Ему было неловко, что пришлось говорить без подробностей. Еще захотелось спросить, а был ли Владимир потом на той переправе, но отчего-то не спросил. Владимир заметил новую перемену в лице брата и, наклонившись к нему, тихо проговорил:
— А про то, что Бонапарта упустили, ты, брат, не печалься. Нельзя нам было сажать его, как Пугача, в клетку. — И еще тише добавил: — Никак не заслужил он у нас, русских, такого обхождения, ежели б мы схватили его на Березине.
— Можно ли такое говорить, Владимир? — тоже тихо произнес Гридин. — В толк не могу взять, к чему слова твои.
Во все время беседы братьев в комнату часто забегали девушки, разгоряченные танцами. За диваном стояла большая чаша с водой. Они ополаскивали лица и, приподняв платья, испуганно глядя вокруг, не видит ли кто, брызгали под них воду с ладошек.
— А к тому слова мои, что Бонапарт утвердил кодекс свобод и подарил их всей Европе. Истинных свобод. Каждый солдат у него — гражданин. А у нас кто? Раб бессловесный. Сегодня он герой, а завтра любой сатрап деревенский, что пороха не нюхал, на конюшню его отправит плетьми бить. Не так разве, Георгий?

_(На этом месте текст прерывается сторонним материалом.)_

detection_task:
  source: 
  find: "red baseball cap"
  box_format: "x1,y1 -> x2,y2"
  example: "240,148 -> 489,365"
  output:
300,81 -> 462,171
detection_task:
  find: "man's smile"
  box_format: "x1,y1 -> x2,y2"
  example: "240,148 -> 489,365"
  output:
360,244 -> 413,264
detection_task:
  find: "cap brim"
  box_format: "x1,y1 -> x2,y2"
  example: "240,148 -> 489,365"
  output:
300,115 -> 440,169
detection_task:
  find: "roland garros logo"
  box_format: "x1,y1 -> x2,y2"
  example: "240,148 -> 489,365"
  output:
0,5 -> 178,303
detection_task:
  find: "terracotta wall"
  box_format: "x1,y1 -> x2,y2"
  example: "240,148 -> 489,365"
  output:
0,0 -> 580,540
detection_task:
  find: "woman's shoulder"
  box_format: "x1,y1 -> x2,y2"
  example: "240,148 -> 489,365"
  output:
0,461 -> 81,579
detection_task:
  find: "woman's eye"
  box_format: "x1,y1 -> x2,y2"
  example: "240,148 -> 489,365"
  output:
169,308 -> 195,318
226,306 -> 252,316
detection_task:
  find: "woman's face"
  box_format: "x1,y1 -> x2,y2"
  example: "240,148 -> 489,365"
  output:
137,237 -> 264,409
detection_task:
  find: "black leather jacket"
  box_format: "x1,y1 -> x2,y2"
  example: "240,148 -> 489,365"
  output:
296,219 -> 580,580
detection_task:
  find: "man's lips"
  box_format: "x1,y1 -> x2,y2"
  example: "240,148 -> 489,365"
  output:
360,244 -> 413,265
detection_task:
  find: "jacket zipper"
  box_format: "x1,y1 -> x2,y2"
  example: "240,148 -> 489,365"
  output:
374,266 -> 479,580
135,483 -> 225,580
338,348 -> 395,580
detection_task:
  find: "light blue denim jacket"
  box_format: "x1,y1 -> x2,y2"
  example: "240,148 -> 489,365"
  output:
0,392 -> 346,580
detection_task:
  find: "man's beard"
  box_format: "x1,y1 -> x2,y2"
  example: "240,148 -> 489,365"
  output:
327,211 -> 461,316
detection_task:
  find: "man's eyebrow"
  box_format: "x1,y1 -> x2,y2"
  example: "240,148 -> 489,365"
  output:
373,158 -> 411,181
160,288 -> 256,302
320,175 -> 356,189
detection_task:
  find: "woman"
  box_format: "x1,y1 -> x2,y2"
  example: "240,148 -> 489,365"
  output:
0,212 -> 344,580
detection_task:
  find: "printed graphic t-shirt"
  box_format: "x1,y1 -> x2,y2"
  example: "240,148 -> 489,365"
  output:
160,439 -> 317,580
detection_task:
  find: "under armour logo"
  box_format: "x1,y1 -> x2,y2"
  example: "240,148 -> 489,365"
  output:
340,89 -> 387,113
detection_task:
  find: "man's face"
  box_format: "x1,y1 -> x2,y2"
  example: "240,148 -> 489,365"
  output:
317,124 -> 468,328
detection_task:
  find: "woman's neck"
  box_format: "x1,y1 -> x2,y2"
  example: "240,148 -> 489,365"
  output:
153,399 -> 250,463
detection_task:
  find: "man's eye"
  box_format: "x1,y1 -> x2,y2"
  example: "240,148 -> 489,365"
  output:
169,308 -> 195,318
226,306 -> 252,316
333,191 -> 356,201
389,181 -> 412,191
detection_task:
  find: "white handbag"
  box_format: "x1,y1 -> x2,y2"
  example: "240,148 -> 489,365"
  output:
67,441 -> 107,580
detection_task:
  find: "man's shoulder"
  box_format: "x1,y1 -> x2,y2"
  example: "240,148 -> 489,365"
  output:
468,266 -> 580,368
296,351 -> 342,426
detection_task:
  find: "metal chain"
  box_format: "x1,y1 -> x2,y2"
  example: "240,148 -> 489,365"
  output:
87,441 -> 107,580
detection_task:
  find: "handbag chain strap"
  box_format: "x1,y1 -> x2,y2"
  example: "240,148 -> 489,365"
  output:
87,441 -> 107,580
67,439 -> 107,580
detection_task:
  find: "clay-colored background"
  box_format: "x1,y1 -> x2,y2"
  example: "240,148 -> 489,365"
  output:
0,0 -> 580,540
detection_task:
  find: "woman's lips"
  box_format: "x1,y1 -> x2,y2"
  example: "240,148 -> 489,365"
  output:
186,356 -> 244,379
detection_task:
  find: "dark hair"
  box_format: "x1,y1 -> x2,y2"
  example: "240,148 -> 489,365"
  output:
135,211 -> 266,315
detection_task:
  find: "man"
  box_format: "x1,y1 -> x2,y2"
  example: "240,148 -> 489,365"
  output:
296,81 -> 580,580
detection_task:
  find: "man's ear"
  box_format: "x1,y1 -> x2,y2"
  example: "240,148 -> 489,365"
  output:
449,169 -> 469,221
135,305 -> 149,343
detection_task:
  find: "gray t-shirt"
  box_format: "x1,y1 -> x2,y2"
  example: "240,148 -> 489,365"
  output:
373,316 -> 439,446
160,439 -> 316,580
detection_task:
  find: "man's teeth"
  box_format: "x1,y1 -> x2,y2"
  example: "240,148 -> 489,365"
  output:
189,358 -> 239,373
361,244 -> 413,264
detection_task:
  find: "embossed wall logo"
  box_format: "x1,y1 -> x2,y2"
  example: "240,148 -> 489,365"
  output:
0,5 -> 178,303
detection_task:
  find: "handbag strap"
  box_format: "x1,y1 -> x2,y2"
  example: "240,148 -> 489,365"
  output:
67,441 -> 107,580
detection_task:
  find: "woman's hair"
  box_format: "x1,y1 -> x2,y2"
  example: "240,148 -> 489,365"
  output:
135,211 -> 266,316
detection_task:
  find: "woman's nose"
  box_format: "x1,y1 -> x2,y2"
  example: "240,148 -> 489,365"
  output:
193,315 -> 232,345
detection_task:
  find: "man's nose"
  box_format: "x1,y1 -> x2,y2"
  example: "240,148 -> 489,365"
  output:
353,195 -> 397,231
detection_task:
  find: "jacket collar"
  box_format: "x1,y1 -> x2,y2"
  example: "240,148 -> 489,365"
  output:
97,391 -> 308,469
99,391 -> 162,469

И опять разговор с братом был Гридину не по душе. Желая переменить его, да так, чтобы Владимира не обидеть, он спросил:
— Ты Турского помянул. Не тот ли полковник, что в Бресте служил?
— Тот самый, — обрадованно ответил Владимир. — Отменный служака. Тебя с ним тоже судьба сводила?
— Никогда не видел, но по одной депеше его поручение от императора имел. Ту депешу император воплем назвал.
— О чем была депеша? — с интересом спросил Владимир.
— О евреях. Турский писал, что они все как один сомнительны на случай войны с французом.
— Знаю. Говорил мне. Сказал, что тогда у него затмение было, которое только в войну и прояснилось. Верными государю оказались евреи. Он же, Турский, и представляет их теперь к наградам…
Вернувшись после бала, Гридин сказал Федору, что устал и хотел бы рано лечь спать. В середине ночи он проснулся от странного чувства тревоги. Будто бы в комнате, помимо него, присутствовал кто-то еще. Он приподнял голову и при смутном свете лампады увидел сидящего в ногах человека. Гридин испуганно вскрикнул, протянул руку к оружию, и в этот миг ночной незнакомец повернул к нему лицо, и Гридин узнал в нем… Мойшу Энгельгардта.
В ужасе Гридин стал произносить какие-то невнятные и никак не связанные друг с другом слова, пока, как ему показалось, не взял себя в руки и не произнес, вставая:
— Что вам здесь угодно? — И еще немного погодя, преодолевая себя, выпалил: — Вы кто?
Незнакомец молчал, и Гридин подумал, что если происшествие немедленно не разрешится, то ему этой же ночью суждено будет умереть совершенно нелепой смертью. От страха.
И когда он так подумал, незнакомец вдруг разомкнул губы и голосом, совершенно похожим на голос Энгельгардта, еле слышно произнес:
— Диб-бук.
Слово так прозвучало, словно бы откуда-то издалека кто-то два раза ударил молоточком. «Диб-бук», — повторил Гридин, и в это же мгновение ноги его подкосились, и он рухнул в постель. Когда же вновь открыл глаза, незнакомца в комнате не было.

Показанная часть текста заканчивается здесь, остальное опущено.